Разумеется, у меня были все возможности увидеть, как это чудесное превращение происходит наяву. На примере той же Маши: ну вряд ли она вдруг съедет из нашего района в Америку, уже бы раньше это сделала. Вообще, она держала себя в стиле, аккуратно, строго, никаких рюшечек — декоративных строчек, разрезиков, серебристых туфелек или дутых серег. Только однотонная одежда, хорошо к ней прилегавшая. Теперь она была в сандалиях с плоской подошвой, темно-синих джинсах, черном свитере. Еще был плащ, тонкий, темно-синий, нацепленный на рогульку вешалки, а пахло от нее чем-то горьковатым.
— Ну вот, примерно так, — собрался с мыслями Куракин. — Големы бывают из плоти, каменные, железные и земляные. Големы из плоти почти ничем не отличаются от людей, хотя выглядят в среднем менее привлекательными, чем они. Обычно их создают, чтобы они были помощниками в алхимических экспериментах. Каменные и железные големы обладают колоссальной силой и практически неуязвимы, при этом железные големы способны к обучению и самостоятельному существованию. Земляные големы делать проще всего, но способностей у них почти никаких, фактически это просто медленно передвигающиеся кучи земли, обычно их используют, чтобы освободить от земли некоторую яму (земля сама уходит из ямы). Хм… Маша, тебе не скучно?
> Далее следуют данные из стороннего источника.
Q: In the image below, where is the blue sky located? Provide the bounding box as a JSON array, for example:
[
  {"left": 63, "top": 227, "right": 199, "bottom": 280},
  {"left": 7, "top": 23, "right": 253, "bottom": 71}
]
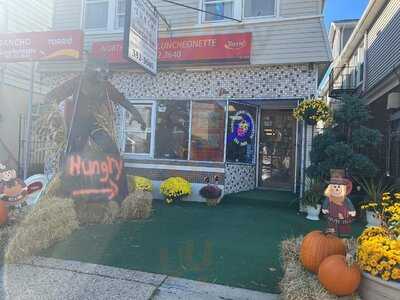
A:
[{"left": 324, "top": 0, "right": 369, "bottom": 30}]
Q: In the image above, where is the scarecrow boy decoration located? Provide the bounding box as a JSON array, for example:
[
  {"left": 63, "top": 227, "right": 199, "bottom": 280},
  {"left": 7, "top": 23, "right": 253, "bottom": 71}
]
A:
[
  {"left": 0, "top": 163, "right": 28, "bottom": 206},
  {"left": 322, "top": 170, "right": 356, "bottom": 236}
]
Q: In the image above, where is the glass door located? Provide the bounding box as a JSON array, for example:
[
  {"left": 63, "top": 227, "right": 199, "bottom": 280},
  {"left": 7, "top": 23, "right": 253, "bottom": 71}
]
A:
[{"left": 259, "top": 110, "right": 296, "bottom": 190}]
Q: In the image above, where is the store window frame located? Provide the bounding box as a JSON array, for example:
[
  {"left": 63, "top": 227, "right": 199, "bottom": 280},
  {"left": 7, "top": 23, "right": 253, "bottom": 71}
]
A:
[
  {"left": 120, "top": 98, "right": 231, "bottom": 165},
  {"left": 81, "top": 0, "right": 125, "bottom": 34},
  {"left": 121, "top": 100, "right": 157, "bottom": 159},
  {"left": 199, "top": 0, "right": 280, "bottom": 24}
]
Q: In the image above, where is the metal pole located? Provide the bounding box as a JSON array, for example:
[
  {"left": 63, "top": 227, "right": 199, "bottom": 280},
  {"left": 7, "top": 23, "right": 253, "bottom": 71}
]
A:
[{"left": 24, "top": 62, "right": 35, "bottom": 180}]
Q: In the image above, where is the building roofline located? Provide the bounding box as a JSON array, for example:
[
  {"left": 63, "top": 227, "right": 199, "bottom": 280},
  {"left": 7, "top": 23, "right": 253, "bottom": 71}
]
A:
[{"left": 334, "top": 0, "right": 387, "bottom": 71}]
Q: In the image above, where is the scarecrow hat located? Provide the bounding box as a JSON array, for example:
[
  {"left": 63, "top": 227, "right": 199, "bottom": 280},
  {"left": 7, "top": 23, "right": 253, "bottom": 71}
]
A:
[{"left": 328, "top": 169, "right": 353, "bottom": 195}]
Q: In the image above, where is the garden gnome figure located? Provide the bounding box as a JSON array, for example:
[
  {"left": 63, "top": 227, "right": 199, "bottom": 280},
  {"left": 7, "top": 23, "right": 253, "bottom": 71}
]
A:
[
  {"left": 322, "top": 169, "right": 356, "bottom": 236},
  {"left": 0, "top": 163, "right": 28, "bottom": 206}
]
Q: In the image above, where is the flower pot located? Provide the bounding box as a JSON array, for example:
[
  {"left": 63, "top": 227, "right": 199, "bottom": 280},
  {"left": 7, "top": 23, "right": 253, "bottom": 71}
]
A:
[
  {"left": 306, "top": 204, "right": 321, "bottom": 221},
  {"left": 359, "top": 272, "right": 400, "bottom": 300},
  {"left": 365, "top": 210, "right": 382, "bottom": 227}
]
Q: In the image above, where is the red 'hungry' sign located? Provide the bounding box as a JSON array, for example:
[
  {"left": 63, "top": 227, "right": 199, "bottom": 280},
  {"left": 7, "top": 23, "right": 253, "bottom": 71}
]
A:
[
  {"left": 92, "top": 33, "right": 251, "bottom": 63},
  {"left": 0, "top": 30, "right": 83, "bottom": 63}
]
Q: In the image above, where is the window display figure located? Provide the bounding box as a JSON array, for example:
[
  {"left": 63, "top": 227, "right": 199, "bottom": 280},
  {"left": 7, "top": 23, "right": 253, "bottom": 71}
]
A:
[
  {"left": 322, "top": 169, "right": 356, "bottom": 236},
  {"left": 47, "top": 59, "right": 146, "bottom": 199}
]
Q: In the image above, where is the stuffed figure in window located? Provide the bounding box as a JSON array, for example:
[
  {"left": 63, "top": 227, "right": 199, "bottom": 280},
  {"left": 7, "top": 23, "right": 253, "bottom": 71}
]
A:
[
  {"left": 0, "top": 163, "right": 28, "bottom": 206},
  {"left": 322, "top": 170, "right": 356, "bottom": 236}
]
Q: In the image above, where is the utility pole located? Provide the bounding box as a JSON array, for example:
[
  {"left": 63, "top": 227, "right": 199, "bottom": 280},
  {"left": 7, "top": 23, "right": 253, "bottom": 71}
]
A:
[{"left": 24, "top": 61, "right": 35, "bottom": 180}]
Маше не было скучно. Она скорее блаженствовала, щеки ее порозовели. Вообще, отчего бы не блаженствовать женщине еще молодых средних лет, попивающей "отвертку" в компании двух вполне приличных мужчин средне-средних лет?
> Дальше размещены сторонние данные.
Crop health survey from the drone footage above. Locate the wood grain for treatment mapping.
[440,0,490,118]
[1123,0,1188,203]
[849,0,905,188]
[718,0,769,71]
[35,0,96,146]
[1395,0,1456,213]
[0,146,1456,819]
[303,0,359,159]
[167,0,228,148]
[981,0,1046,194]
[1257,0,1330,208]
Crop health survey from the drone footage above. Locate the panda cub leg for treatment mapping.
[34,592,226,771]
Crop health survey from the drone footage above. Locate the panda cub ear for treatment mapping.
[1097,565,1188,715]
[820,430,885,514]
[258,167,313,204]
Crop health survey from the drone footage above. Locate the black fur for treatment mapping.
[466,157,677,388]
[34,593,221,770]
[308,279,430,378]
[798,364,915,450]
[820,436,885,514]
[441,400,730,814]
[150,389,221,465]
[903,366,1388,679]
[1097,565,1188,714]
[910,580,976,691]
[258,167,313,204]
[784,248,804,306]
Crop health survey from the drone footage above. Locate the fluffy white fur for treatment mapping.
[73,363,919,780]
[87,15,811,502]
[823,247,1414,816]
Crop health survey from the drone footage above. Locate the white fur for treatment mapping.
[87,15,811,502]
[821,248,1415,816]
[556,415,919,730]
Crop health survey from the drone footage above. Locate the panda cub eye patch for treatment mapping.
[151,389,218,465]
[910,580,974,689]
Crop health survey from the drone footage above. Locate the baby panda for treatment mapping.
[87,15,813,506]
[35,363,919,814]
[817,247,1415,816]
Куракин встал; пошел к стойке взять себе сто грамм — явно сработали какие-то профессиональные щелкоперские инстинкты, требующие долива вдохновения. Водку — в отличие от моей яичницы с чаем — буфетчица выдала ему моментально и автоматически. Вернулся, отпил половину и стал гнать свою телегу дальше:
— Для голема земляного обыкновенного необходима пудра Гамбринуса, изготовляемая из 1 частей древесного пепла, которые перемешиваются с 3 частями земляной пыли и 9 частями сухой растертой человеческой плоти. После трех циклов инвольтаций как его, блин, звали… Лунитари — 45 минут ночью, — к пудре добавляется человеческая кровь до консистенции густого теста. Из этого теста изготовляется сердце голема, внутрь которого запекают листок пергамента из лошадиной кожи, на котором надписывается имя голема и магическая формула оживления. Такой голем после смерти оставляет непроходимый завал там, где умирает.